Sevgili okur, heyecanla beklediğim Erşan Kuneri serisini bir solukta izledim. İlk izlenimim, beğenilme ve anlaşılma “kaygı”larından uzak bir yapım olduğuydu. Bu yaklaşımın ise Erşan Kuneri’yi benzersiz bir iş haline getirdiği düşüncesindeyim. Bunun yanı sıra, sosyal medyada biraz dolaştığınızda, Erşan Kuneri’nin bir kesim tarafından büyük bir öfke ve hınçla linçlendiğini görmüşsünüzdür. Bu linç yaklaşımından nasibini almasını bekliyordum doğrusu. Ama aynı kültürün içinden çıkan bir fotoğrafa bu derece saldırıda bulunulmasının sosyolojik bir açıklaması olduğunu da söylemeden edemeyeceğim. Bu konuyu bilimsel kuramlar ve yaklaşımlarla izah etmektense, bir örnekle anlatmak daha kolay olacak sanki;

İspanya iç savaşı sırasında Franko rejimine destek olmak için Nazi Almanyası hava kuvvetlerince bombalanan Guernica şehrine ilişkin, Pablo Picasso meşhur “Guernica” resmini yapar. Rivayet odur ki, bu resmi gören bir Nazi subayı, Picasso’ya “Bu resmi siz mi yaptınız” diye sorar, Picasso ise “Hayır, siz yaptınız” cevabını verir. Uzun lafın kısası Erşan Kuneri bu toplumun bir gerçekliği.
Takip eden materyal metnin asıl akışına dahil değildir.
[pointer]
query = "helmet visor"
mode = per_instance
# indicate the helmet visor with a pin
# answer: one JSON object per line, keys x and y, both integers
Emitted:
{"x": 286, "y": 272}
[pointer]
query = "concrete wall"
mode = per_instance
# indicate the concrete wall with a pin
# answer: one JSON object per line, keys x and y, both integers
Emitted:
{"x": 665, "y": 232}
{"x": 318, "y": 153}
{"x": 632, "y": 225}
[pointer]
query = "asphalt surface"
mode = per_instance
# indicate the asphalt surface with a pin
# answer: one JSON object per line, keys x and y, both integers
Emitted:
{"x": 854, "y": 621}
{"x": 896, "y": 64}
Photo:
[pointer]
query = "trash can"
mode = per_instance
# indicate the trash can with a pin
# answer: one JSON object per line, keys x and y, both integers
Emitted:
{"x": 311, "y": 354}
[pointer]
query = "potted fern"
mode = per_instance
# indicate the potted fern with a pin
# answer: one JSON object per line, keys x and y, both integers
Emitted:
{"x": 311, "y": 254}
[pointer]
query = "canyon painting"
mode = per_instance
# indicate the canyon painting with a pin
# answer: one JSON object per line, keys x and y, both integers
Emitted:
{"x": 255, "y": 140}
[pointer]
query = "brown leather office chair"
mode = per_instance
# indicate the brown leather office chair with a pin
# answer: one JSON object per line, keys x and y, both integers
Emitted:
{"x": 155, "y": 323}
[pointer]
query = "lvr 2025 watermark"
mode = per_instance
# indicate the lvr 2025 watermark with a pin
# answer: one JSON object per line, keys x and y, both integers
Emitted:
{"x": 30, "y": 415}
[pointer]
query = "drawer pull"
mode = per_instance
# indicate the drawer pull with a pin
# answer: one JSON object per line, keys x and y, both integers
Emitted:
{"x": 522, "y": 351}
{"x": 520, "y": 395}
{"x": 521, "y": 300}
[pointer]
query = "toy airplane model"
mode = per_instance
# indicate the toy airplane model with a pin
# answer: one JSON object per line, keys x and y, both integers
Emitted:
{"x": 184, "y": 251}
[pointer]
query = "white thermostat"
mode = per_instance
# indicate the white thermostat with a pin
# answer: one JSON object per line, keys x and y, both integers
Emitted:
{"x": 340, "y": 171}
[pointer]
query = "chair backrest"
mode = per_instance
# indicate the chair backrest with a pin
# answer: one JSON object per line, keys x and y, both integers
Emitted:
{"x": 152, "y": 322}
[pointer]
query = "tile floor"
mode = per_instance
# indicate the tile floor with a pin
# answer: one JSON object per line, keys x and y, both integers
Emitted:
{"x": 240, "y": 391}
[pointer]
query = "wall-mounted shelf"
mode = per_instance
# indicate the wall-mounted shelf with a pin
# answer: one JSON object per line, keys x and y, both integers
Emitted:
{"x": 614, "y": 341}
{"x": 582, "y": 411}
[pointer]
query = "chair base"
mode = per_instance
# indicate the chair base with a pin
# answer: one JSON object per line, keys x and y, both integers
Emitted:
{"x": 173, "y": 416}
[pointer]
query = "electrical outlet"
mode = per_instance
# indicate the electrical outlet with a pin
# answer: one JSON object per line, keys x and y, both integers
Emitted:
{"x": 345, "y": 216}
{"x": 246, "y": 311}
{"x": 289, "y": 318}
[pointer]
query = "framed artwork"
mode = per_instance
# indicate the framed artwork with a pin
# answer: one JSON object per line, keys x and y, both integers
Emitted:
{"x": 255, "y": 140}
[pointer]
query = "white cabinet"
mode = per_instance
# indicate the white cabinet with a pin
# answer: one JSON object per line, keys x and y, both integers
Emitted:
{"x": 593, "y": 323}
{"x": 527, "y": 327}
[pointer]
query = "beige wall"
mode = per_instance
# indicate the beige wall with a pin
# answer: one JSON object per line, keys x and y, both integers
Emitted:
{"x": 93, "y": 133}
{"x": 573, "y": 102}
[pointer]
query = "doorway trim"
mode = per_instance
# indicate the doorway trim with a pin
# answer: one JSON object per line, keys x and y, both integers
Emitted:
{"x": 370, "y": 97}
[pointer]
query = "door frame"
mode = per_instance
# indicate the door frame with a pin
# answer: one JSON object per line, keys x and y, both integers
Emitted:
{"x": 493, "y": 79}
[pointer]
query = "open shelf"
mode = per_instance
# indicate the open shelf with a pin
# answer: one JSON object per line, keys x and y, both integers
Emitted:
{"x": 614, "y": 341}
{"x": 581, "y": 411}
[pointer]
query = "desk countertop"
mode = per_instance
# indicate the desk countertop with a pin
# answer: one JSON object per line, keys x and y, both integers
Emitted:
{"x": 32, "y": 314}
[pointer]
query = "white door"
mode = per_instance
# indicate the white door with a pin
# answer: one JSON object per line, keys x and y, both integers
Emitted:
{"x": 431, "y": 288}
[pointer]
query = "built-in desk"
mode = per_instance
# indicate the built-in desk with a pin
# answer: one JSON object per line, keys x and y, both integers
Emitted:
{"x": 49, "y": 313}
Bu tespite karşın, Erşan Kuneri’nin kimi zaman Kooperatif Kemal, kimi zaman Erman, kimi zamansa sadece Erşan Kuneri olarak bir varoluş sancısı ortaya koyduğunu ifade etmek gerek. Bu duruma Martin Heidegger’in “Zaman ve Varlık Üzerine” isimli yapıtındaki, varlık sorunsalına ilişkin yaklaşımında ortaya koyduğu bir takım soruları, Erşan Kuneri nezdinde bir yaklaşımla sizlere sunmaya bir nevi kafaları karıştırmaya çalışacağım, öyleyse başlıyorum;

Erşan Kuneri bir şey midir?

Erşan Kuneri gerçek bir varolan gibi zamanda mıdır?

Erşan Kuneri hiç var mıdır? 

Erşan Kuneri varolmuş olsaydı o zaman onu hiç tartışmasız varolan bir şey olarak tanımamız ve sonuçta onu diğer varolanlar arasında  bir varolan olarak bulmamız mı gerekecekti?”

Yukarıdaki sorular nezdinde ortaya koyduğumuz yaklaşım, kendimiz açısından da bir çok cevabın ortaya çıkmasını sağlayabilir. Nasıl mı? Erşan Kuneri’nin aslında varolmaması ve dolayısıyla bu soruların bir anlam ifade etmediğini düşünüyorsanız, soruların başındaki “Erşan Kuneri” kısmına kendi adınızı yazın ve bir de öyle cevaplamayı deneyin.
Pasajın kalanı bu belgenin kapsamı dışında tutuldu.